Tuesday Turntable 5.12.09

Buenas dias, readers!

Shockingly, (shockingly!) we are already 5 months into 2009. We're being pelted with news of a failing economy, watching the giants of record stores close their doors, people are in theory having less to spend on shows and albums.
But the artists out there aren't taking this as a cue to hold back. Far from it, the first bit of 2009 has churned out some really impressive and inspiring new music.

The disco backbeat of "Heads Will Roll" is the most conventional use of synth Yeah Yeah Yeahs have employed on new album It's Blitz, but it does nothing to take away from the fresh feeling of the track. Some U2-reminiscent guitar backing makes the track feel mature and legit. First and foremost, though, YYY are looking to send some great dance-pop our way, and this is indeed first-class stuff.

The amount of praise Merriweather Post Pavilion has been receiving has been daunting, a lot for the Animal Collective album to live up to. However, Panda Bear's ode to his wife and daughter, 'My Girls,' is every bit as freaky and fantastic as we have come to expect and love from Animal Collective. The ethereal Beach Boys harmonies build to a very AC climax, and ends leaving you want to devour the critically acclaimed album in its totality.

I am new to The Pains of Being Pure at Heart but not to their indie-roots lo-fi sound. When you hear a band with a sound as raw and exposed as that on "Contender," you feel this instant inclination to instantly become an insanely loyal fan. This band excites me, I can't wait to snatch up their album and explore them further. Until then, they are so cute that I insist upon spreading their name as far as I can.

I resisted using "The Rake Song" as representative from The Decemberists' Hazards of Love. A cool song, and certainly the most single-ready (although, from Hazards, 'single-ready' is a heavily relative term.) In most respects, "The Wanting Comes in Waves / Repaid" is a stronger song, and my favorite from the album.

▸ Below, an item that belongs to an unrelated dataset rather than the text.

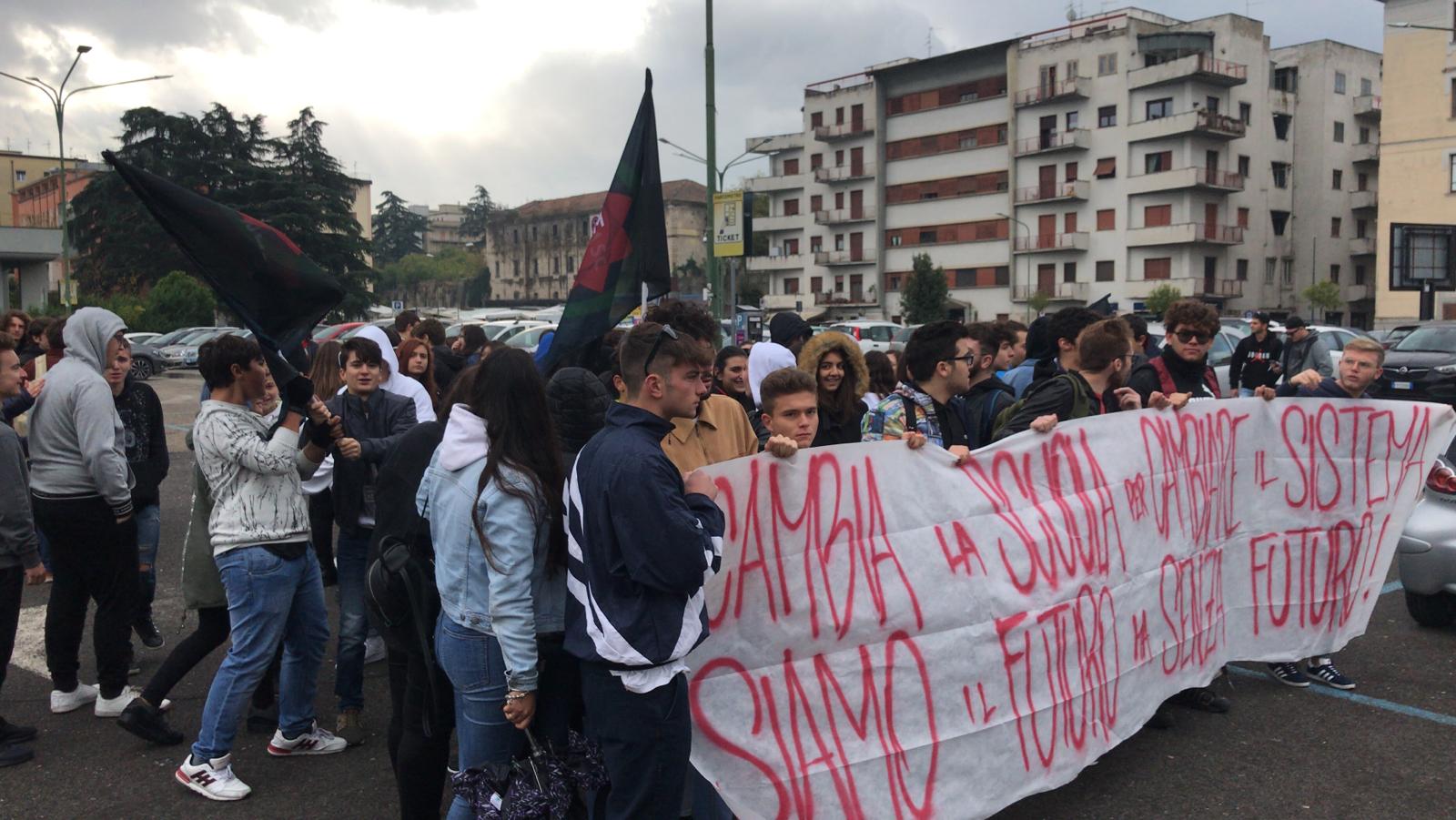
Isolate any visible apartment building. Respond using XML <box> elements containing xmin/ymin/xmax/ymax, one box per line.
<box><xmin>483</xmin><ymin>179</ymin><xmax>708</xmax><ymax>301</ymax></box>
<box><xmin>750</xmin><ymin>9</ymin><xmax>1380</xmax><ymax>325</ymax></box>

My Brightest Diamond's Shara Worden's vocals in her role as the Witch-Queen blow me away every time.

As I am disposed to do, I leave us dancing at the end of this turntable. Suburban Kids with Biblical Names are another up-and-coming group that has mags and review sites buzzing. "1999" makes me think of some of its poppier antecedents in the 80's, but you would never actually mistake SKwBN for something that actually came from the era of The Breakfast Club - it's sound is too new and experimental. New is good. Me likey.